De l'autre côté de la Manche, au Royaume-Uni, les premiers ministres Margaret Thatcher et John Major l'ont adopté comme un repoussoir, l'archétype du " bureaucrate bruxellois ", limitant la souveraineté britannique.

En 1990, le tabloïd britannique à succès The Sun exhortait ses lecteurs à descendre dans la rue à midi et à lever un salut à deux doigts en direction de Bruxelles sous le titre : " Up your Delors ".

Thatcher avait soutenu sa nomination initiale, le considérant comme moins fédéraliste qu'un candidat rival, mais Londres en est venu à regretter son soutien à une plus grande intégration européenne.

Il a décliné l'invitation du Sun à " s'en aller " et à cesser de pousser l'unification " par derrière Delors " et au moment où il a quitté Bruxelles, la monnaie unique était irréversible, bien que sans Londres.

Adolescent, Delors avait vécu dans un Paris occupé par les Allemands et avait toujours déclaré que l'Europe ne connaîtrait une paix durable que si ses principales puissances devenaient si étroitement liées qu'elles ne pourraient plus jamais entrer en guerre.

Pour la génération de Delors, cela a prouvé la nécessité de l'euro et il a été frustré après avoir démissionné devant ce qu'il considérait comme l'incapacité de l'Europe à tirer parti de son succès économique pour trouver une dynamique politique en faveur de l'unité.

Né à Paris le 20 juillet 1925, Delors grandit dans une famille de sept enfants.

Son père était un humble caissier à la Banque de France où le jeune Delors travailla plus tard comme commis. Il étudie le soir et rejoint la fédération syndicale chrétienne CFTC.

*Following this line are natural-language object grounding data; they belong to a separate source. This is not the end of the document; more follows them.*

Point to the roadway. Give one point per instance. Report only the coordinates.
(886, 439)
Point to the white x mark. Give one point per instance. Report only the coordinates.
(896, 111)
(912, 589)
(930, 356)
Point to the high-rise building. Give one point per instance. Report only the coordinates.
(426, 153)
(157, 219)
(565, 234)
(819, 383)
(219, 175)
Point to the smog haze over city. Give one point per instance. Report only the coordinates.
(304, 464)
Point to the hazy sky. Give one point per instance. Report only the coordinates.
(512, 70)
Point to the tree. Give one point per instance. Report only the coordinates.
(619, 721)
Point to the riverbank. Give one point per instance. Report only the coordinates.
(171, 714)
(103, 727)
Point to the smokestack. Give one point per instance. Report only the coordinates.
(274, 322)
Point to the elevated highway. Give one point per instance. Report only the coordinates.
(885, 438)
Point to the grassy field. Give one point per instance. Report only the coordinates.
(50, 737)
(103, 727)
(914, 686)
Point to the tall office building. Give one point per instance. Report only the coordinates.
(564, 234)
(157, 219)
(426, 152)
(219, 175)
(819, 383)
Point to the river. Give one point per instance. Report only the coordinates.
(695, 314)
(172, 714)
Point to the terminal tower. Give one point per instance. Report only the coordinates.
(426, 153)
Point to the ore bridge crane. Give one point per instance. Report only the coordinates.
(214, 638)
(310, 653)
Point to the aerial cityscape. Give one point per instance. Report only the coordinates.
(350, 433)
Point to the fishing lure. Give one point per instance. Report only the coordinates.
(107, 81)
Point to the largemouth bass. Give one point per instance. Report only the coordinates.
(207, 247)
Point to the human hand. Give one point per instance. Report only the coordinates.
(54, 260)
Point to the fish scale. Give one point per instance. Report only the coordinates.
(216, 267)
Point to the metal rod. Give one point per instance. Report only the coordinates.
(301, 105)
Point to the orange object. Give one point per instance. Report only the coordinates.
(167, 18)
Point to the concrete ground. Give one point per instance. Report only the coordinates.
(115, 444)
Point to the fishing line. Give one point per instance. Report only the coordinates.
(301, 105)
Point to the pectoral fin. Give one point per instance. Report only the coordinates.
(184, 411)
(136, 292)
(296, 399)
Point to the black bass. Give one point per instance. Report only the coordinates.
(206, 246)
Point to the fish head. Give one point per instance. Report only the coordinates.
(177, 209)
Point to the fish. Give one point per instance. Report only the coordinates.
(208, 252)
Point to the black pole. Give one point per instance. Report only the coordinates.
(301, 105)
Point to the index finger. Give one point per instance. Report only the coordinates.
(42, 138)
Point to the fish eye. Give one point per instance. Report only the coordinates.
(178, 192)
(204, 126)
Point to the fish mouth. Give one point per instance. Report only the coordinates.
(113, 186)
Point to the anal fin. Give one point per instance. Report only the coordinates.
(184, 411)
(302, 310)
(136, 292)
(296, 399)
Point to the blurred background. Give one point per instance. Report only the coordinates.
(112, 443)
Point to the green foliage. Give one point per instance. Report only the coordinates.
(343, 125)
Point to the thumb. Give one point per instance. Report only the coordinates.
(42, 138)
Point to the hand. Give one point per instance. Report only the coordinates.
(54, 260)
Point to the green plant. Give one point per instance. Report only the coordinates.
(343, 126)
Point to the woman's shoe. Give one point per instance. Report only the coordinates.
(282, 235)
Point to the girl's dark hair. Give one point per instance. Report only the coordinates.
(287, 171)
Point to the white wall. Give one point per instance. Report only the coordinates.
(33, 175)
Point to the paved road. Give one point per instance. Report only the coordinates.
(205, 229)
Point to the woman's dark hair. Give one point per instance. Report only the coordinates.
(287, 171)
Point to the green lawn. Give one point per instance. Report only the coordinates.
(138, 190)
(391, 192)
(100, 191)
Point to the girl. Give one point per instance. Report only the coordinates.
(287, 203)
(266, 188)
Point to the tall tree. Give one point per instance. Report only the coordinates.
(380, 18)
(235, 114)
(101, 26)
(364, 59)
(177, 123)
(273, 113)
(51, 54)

En 1962, il rejoint la fonction publique en tant que conseiller aux affaires sociales. En tant que ministre des Finances de Mitterrand, il a mené une politique économique orthodoxe qui l'a éloigné de la gauche traditionnelle.

Delors et sa femme Marie ont vécu à Paris après sa retraite. Ils ont eu deux enfants : un fils, Jean-Paul, décédé d'un cancer en 1982, et une fille, l'ancienne dirigeante socialiste française Martine Aubry.